Its period of activity is from 1765-1796.
He then sold the business to his two sons who founded Jacob Frères.
He died in 1814.

Our opinion:

With their overturned backs, their strigil decorations inherited from antiquity and their saber feet made fashionable by the military campaigns then underway, our two shepherdesses represent the Directoire style in all its splendor.
The manufacturing quality of our seats reflects the maturity and decades of experience of a master like Georges Jacob: purity of design, amplitude of shapes, finesse of sculpture, adjustment to the millimeter of assemblies.
This pair of seats can be dated to the last years of its production around 1794-1796, at a time when Georges Jacob was put in financial difficulty by the emigration of part of his clientele who left without paying him, in particular the Count of 'Artois who owes him 85,000 pounds.
Under the Terror, he appeared three times before the Revolutionary Tribunal, accused of having worked for Capet and the ci-devant nobles.
Despite the donation of 500 rifle butts and David's protection, he was imprisoned at the Conciergerie and was not released until after 9 Thermidor (July 27, 1794).
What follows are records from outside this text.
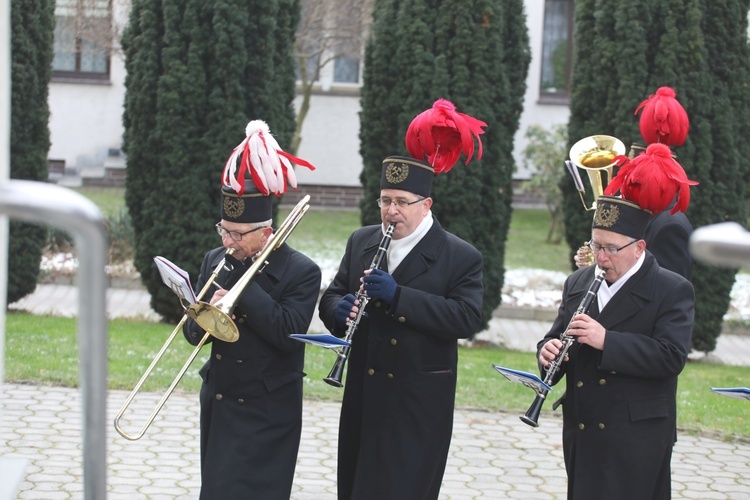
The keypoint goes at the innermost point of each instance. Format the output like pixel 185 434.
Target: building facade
pixel 87 94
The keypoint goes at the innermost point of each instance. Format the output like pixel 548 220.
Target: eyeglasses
pixel 235 235
pixel 595 248
pixel 399 202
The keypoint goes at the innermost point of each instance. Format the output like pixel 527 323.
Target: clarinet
pixel 531 417
pixel 335 376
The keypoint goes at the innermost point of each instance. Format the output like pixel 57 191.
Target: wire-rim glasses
pixel 235 235
pixel 596 248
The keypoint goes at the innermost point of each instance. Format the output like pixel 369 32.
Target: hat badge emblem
pixel 395 173
pixel 234 207
pixel 607 215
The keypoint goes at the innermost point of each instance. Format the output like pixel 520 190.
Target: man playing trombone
pixel 619 409
pixel 251 396
pixel 397 412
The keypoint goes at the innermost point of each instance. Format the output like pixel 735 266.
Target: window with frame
pixel 346 69
pixel 557 48
pixel 83 37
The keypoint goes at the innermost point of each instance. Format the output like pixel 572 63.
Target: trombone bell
pixel 596 154
pixel 214 321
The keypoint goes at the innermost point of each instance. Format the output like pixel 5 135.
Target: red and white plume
pixel 260 155
pixel 441 134
pixel 663 120
pixel 652 180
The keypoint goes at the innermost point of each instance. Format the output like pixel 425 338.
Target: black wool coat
pixel 397 413
pixel 251 397
pixel 619 409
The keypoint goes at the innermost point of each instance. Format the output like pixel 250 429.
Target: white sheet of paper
pixel 176 279
pixel 528 379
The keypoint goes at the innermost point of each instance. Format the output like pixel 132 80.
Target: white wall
pixel 330 141
pixel 535 113
pixel 86 121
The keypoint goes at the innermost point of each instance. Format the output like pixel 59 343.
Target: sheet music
pixel 176 279
pixel 733 392
pixel 322 340
pixel 528 379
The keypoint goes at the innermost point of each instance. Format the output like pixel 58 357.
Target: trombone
pixel 147 373
pixel 596 155
pixel 215 319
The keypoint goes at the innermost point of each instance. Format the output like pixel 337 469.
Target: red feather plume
pixel 652 180
pixel 441 134
pixel 663 120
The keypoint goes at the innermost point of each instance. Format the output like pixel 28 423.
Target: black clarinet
pixel 335 376
pixel 531 417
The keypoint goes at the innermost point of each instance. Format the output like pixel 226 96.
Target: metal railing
pixel 48 204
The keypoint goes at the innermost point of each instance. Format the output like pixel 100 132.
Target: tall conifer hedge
pixel 474 53
pixel 699 48
pixel 32 36
pixel 197 72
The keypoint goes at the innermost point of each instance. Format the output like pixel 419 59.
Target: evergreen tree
pixel 474 53
pixel 197 72
pixel 686 45
pixel 32 37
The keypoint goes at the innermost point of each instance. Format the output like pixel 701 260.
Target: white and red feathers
pixel 441 134
pixel 652 180
pixel 663 119
pixel 259 154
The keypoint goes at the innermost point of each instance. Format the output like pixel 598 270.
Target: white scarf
pixel 399 249
pixel 607 291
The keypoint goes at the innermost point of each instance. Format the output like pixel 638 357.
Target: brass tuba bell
pixel 596 155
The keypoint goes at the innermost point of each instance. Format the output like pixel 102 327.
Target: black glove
pixel 380 285
pixel 343 310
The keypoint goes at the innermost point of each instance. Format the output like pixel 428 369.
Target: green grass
pixel 43 349
pixel 527 247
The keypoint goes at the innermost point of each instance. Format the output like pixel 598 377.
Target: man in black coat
pixel 397 413
pixel 251 397
pixel 619 409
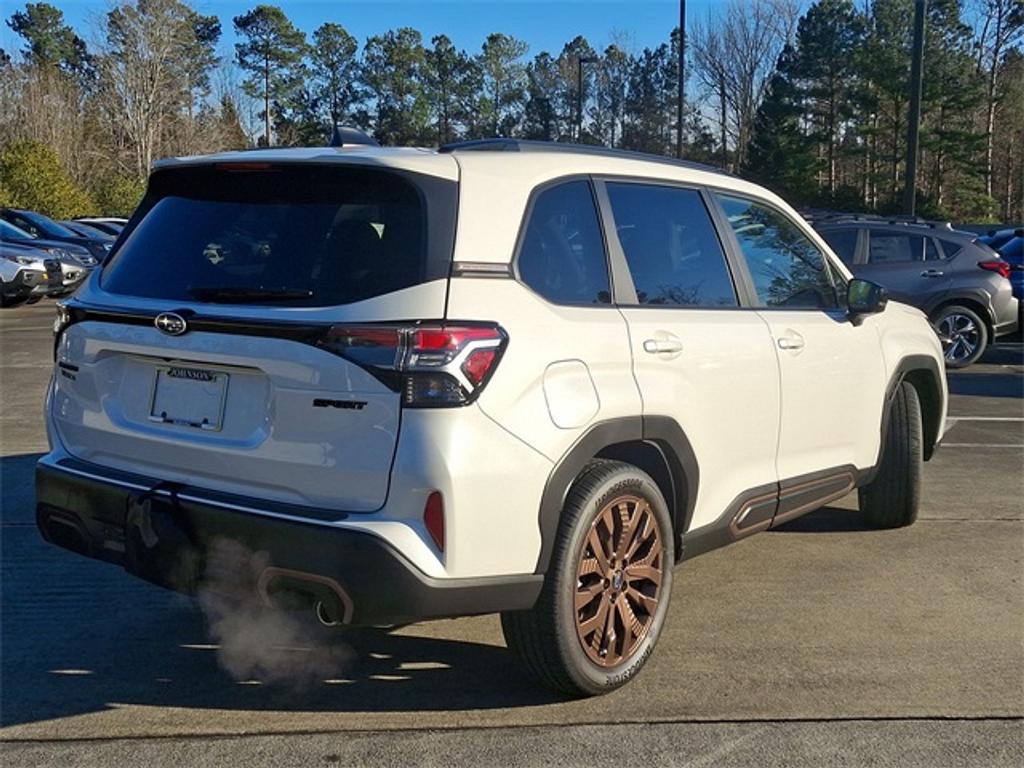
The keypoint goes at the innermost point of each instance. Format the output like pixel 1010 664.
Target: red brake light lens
pixel 1003 267
pixel 432 366
pixel 433 518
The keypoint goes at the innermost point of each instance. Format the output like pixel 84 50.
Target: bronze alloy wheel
pixel 619 581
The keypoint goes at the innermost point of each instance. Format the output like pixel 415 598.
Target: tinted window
pixel 309 236
pixel 843 243
pixel 674 255
pixel 562 252
pixel 787 269
pixel 894 248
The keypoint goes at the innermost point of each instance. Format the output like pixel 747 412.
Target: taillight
pixel 433 518
pixel 1003 267
pixel 431 365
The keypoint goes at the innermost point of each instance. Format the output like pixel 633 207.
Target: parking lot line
pixel 982 444
pixel 984 418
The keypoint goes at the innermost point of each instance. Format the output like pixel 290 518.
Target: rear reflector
pixel 433 366
pixel 433 518
pixel 1001 267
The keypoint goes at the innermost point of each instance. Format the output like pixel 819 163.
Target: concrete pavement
pixel 795 647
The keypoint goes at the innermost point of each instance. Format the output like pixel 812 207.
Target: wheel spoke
pixel 640 571
pixel 596 623
pixel 597 547
pixel 645 602
pixel 586 595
On his release he definitively dropped the purely Louis XVI productions to devote himself to more antique forms.
This innovation is reflected in the furniture he supplied to the painter David and the furniture he made, in collaboration with Percier and Fontaine, for the Salle de la Convention.
During this period, and in accordance with the collapse of the corporations, he hardly affixed his stamp any more, before retiring to the profits of his two sons.